While Matthew Carrick was still president of ASUAF, changes to the student fee passed to UA President Jim Johnsen for approval, Freel said. These changes would not affect UAF students but would drop the student fee for CTC students taking three or more credits from $42 per semester to $5 per semester. These changes were supposed to have already gone into effect.
“As soon as I took office, I sent a memo through the chancellor to the president. I thought at that point that the fee would be changed,” Freel said. “We thought we had solved it. We hadn’t heard back from the president in months and then we heard that it hadn’t really left the chancellor’s desk, it was just sitting there. So, at that point it was not soon enough for the bursar’s office to assess the fee appropriately.”

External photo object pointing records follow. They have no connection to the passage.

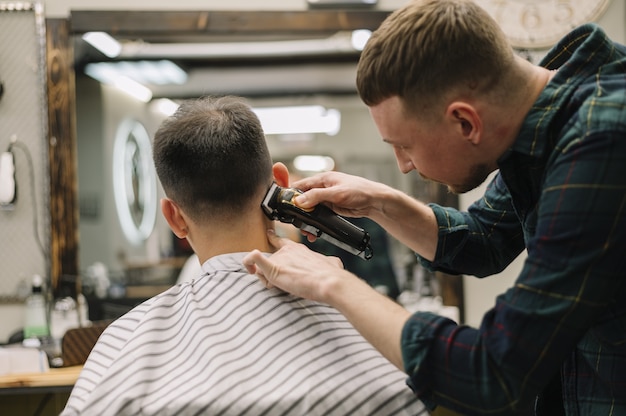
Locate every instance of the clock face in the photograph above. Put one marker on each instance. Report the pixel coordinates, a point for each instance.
(541, 23)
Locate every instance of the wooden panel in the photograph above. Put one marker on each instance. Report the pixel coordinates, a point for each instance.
(62, 152)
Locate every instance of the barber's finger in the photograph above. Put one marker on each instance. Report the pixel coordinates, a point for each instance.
(257, 263)
(276, 241)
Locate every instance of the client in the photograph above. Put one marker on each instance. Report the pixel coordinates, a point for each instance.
(223, 343)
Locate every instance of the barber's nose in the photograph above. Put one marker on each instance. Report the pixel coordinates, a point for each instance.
(404, 162)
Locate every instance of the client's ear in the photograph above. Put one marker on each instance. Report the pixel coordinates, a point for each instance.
(281, 174)
(173, 216)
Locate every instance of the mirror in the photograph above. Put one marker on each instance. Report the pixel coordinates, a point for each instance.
(274, 59)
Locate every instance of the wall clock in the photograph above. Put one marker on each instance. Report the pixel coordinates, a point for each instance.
(540, 24)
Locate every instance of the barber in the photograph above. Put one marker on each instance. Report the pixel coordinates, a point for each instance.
(455, 104)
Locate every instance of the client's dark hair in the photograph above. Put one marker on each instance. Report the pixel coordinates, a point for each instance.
(211, 156)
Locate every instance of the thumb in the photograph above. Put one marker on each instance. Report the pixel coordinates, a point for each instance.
(276, 241)
(256, 262)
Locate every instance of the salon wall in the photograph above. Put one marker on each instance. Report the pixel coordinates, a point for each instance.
(24, 223)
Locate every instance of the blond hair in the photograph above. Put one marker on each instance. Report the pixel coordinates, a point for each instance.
(427, 48)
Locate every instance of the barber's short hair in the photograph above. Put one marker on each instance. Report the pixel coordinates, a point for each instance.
(211, 157)
(429, 47)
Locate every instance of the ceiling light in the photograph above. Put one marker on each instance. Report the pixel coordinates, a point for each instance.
(162, 72)
(339, 43)
(360, 38)
(107, 74)
(104, 43)
(341, 3)
(299, 119)
(164, 106)
(313, 163)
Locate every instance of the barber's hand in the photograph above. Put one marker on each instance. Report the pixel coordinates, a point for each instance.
(296, 269)
(347, 195)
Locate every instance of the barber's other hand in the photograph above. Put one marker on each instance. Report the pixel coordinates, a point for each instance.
(296, 269)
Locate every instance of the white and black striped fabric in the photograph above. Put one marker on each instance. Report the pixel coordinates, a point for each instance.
(223, 344)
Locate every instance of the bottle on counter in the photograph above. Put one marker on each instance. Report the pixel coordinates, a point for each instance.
(36, 316)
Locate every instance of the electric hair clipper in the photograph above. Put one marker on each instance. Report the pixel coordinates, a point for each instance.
(320, 221)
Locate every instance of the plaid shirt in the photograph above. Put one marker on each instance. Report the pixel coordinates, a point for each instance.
(560, 194)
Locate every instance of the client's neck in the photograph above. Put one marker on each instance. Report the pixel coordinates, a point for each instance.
(243, 235)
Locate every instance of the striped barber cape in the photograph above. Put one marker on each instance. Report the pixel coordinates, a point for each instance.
(223, 344)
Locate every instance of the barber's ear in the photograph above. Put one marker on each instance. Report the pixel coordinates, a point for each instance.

The fee remains the same at $42 per student per semester this fall. The changes to the CTC student fee should go into effect next semester according to the chancellor, Freel said.
Each student governance group is guaranteed a certain percent of the student fee revenue. KSUA gets 28 percent. Concert Board gets 17 percent and the Sun Star receives 12 percent, according to Freel.
Revenue is split into three streams. These are comprised of rollover from past years, student fee revenue and ad revenue from the Sun Star, Freel said.
“Because our fee revenue is declining, we’re getting close to a budget cliff,” Freel said. “It’s not an emergency yet, but if we don’t take notes from the state legislature and start planning now we’re going to be in trouble later.”